I moved back home to Oakland yesterday, and I immediately felt the pressure about staying home jobless.
This is what the reality is: people judge you by your job, your title, your income, but seldom your true value within you.

My parents have rarely pushed me about anything, but my grandfather seemed not satisfied with me studying for such a long time and not being able to find a job right after college. He didn’t even know if I was younger or older than my younger cousin, who is two years younger than me. I just graduated this year, but she has been working for almost two years; I guess that confuses my grandfather.

While we were eating dinner yesterday, my grandfather asked me what my next step was. I remained silent. He continued saying that my cousin is now “making money,” and she is younger than me. I replied “If I were in Taiwan, I could definitely get a job, no doubt, but I don’t want to work in Taiwan.” He said “So many people want to come to the US for jobs, and so many people envy legal residents in the US, only silly people want to go back to Taiwan.”

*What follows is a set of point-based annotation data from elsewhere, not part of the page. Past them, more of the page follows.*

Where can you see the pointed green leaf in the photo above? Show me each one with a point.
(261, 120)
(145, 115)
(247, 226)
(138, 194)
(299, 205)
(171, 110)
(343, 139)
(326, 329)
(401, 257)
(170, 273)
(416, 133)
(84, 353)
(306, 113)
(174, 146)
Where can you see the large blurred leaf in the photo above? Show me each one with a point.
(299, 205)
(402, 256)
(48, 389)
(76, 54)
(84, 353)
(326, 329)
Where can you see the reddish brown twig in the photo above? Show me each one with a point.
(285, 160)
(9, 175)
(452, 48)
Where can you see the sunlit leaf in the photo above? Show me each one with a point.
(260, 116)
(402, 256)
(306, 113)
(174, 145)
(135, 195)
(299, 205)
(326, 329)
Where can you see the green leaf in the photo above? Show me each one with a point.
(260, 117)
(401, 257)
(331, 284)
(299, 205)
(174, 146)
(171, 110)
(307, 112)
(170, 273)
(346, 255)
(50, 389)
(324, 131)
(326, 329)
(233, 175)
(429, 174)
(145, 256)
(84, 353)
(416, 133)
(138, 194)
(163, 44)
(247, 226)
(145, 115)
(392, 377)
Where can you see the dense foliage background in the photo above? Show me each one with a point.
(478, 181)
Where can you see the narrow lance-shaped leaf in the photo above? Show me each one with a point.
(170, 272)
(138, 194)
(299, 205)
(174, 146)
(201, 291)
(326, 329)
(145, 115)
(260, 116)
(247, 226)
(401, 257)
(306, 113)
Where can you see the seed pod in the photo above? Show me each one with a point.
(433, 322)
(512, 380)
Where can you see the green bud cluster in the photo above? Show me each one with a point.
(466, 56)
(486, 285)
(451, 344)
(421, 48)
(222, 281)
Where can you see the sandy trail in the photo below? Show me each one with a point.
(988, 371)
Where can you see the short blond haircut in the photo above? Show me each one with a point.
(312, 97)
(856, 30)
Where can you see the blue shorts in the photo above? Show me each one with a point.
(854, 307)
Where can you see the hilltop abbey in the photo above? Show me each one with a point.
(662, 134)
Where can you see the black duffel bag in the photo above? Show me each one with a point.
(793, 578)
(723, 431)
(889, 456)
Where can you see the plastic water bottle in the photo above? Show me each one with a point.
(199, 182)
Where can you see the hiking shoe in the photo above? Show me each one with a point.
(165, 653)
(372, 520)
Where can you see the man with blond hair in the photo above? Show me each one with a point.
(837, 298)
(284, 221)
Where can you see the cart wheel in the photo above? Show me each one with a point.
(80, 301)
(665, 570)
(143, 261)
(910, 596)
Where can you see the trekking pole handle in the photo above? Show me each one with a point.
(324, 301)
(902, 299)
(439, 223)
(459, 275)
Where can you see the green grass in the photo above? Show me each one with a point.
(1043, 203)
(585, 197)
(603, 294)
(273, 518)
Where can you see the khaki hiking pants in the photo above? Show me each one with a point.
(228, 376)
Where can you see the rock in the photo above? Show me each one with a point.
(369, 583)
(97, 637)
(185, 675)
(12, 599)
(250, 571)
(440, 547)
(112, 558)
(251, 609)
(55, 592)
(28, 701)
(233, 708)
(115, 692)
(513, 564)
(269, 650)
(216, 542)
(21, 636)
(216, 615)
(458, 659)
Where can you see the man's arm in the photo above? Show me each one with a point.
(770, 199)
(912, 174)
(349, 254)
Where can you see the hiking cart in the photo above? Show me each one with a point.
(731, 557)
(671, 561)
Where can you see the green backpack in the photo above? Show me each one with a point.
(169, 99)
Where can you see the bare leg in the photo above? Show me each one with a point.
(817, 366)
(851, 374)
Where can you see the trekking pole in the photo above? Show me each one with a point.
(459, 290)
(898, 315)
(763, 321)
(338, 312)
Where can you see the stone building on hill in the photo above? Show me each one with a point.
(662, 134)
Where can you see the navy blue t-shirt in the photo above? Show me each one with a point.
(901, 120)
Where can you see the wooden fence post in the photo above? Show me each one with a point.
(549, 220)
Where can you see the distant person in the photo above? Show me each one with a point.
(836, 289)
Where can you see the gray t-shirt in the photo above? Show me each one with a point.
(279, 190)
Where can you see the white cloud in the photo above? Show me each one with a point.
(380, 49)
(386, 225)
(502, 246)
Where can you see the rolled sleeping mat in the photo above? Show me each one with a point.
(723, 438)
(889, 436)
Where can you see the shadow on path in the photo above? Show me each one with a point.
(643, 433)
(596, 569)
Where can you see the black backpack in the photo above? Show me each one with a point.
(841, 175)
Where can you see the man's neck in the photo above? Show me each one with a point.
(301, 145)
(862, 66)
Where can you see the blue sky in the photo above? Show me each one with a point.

I didn’t talk back anymore. If what he said was true, why would he go back to Taiwan frequently these years? Why wouldn’t my other uncles come to the US having such a wonderful life in the US instead of us coming here? The answer is obvious. The so-called wonderful American dream is not attractive enough for many people to leave their comfort zone.

Yes, being able to stay in the US is lucky, and being able to get education here in the US is even luckier, but, living in the US and making money to support family is not easy. I’m not saying living in Taiwan is easier, but at least it is the place where you were born and raised, at least you have all your friends and relatives, at least when you are sad, you have someone to call and talk secrets in your mother tongue.

Who cares about living in the US? Who cares about being envied by others?